Result: ESG-related items are also set as indicators along with indicators in each business strategy. In consideration of the importance of ESG, in FY23.3, one of the calculation criteria for (2) performance-linked bonus and (4) performance-linked stock remuneration in variable remuneration has been increased to approximately 30% of the total KPI. [2]

  • [2]
    ESG KPIs include indicators for achieving carbon neutrality in data centers and seeking to reduce CO2 emissions.

EPS growth rate

Reasons for selection: To provide a strong incentive to achieve the target of the midterm management strategy by using an indicator set as a target under the plan.

Result: 1.03

Stock price fluctuation rate

Reasons for selection: To enhance a correlation between remunerations for directors and the shareholders value by using an indicator that is directly linked with an increase/decrease in shareholders value.

Result: 0.99

Remuneration for Audit & Supervisory Board Members

Remuneration for Audit & Supervisory Board members is decided by the consensus of the members of Audit & Supervisory Board.
These members receive flat-rate remuneration that is not affected by fluctuations in the company's operating performance.
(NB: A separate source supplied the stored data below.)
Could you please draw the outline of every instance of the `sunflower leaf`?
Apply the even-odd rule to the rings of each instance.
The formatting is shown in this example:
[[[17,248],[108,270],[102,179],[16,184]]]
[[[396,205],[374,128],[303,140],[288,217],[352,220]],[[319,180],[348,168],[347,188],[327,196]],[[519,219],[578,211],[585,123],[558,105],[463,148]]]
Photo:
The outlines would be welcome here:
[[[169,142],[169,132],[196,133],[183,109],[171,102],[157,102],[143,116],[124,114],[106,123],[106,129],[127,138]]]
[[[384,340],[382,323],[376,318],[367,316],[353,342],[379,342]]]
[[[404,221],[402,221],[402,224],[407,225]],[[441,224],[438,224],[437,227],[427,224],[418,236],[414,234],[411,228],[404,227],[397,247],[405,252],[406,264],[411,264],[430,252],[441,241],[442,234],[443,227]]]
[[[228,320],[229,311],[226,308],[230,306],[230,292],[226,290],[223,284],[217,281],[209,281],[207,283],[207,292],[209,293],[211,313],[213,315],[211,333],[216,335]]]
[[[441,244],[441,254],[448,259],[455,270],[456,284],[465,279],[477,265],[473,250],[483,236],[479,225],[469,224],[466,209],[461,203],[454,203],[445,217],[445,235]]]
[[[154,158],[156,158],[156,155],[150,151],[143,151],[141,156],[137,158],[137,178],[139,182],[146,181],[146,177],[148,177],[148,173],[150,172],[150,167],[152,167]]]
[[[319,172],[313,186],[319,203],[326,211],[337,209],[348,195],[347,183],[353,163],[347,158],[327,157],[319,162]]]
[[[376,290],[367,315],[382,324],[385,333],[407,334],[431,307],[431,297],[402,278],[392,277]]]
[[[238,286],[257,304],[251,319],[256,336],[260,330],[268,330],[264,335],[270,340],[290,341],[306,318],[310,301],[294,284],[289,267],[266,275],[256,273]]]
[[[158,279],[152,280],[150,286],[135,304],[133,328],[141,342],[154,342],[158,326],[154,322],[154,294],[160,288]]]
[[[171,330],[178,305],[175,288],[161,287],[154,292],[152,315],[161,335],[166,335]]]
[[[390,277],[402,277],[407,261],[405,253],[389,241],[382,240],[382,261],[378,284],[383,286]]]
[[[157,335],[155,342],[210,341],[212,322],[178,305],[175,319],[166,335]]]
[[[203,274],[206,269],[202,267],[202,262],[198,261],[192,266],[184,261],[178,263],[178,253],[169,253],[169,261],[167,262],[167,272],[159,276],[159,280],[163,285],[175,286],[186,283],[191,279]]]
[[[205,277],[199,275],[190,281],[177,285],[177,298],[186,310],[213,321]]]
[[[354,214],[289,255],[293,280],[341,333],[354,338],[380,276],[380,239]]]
Remuneration for Directors and Audit & Supervisory Board Members (FY23.3)

Unit: million yen

Executive classification Total remuneration Total remuneration by type Number of eligible members
Basic remuneration Bonus Stock compensation
Directors (excluding outside directors) 824 338 307 180 9
Outside directors 106 106 - - 7
Audit & Supervisory Board members (excluding outside members) 69 69 - - 3
Outside Audit & Supervisory Board members 65 65 - - 3
  • The number of directors and the amount paid above include 3 directors and 1 outside director who retired at the conclusion of the 38th General Meeting of Shareholder held on June 22, 2022. In addition, the number of bonus recipients is 6 excluding the retirees.
  • The number and amount of Audit & Supervisory Board members paid above include 1 Audit & Supervisory Board member who retired at the conclusion of the 38th General Meeting of Shareholder held on June 22, 2022.
  • In addition to the above, adjustment payments to directors in lieu of retirement allowance were resolved at the 20th General Meeting of Shareholder held on June 24, 2004 in connection with the cancellation of the executive retirement bonus system.
  • The basic remuneration and bonuses above are monetary remunerations, while stock compensation is non-monetary remuneration.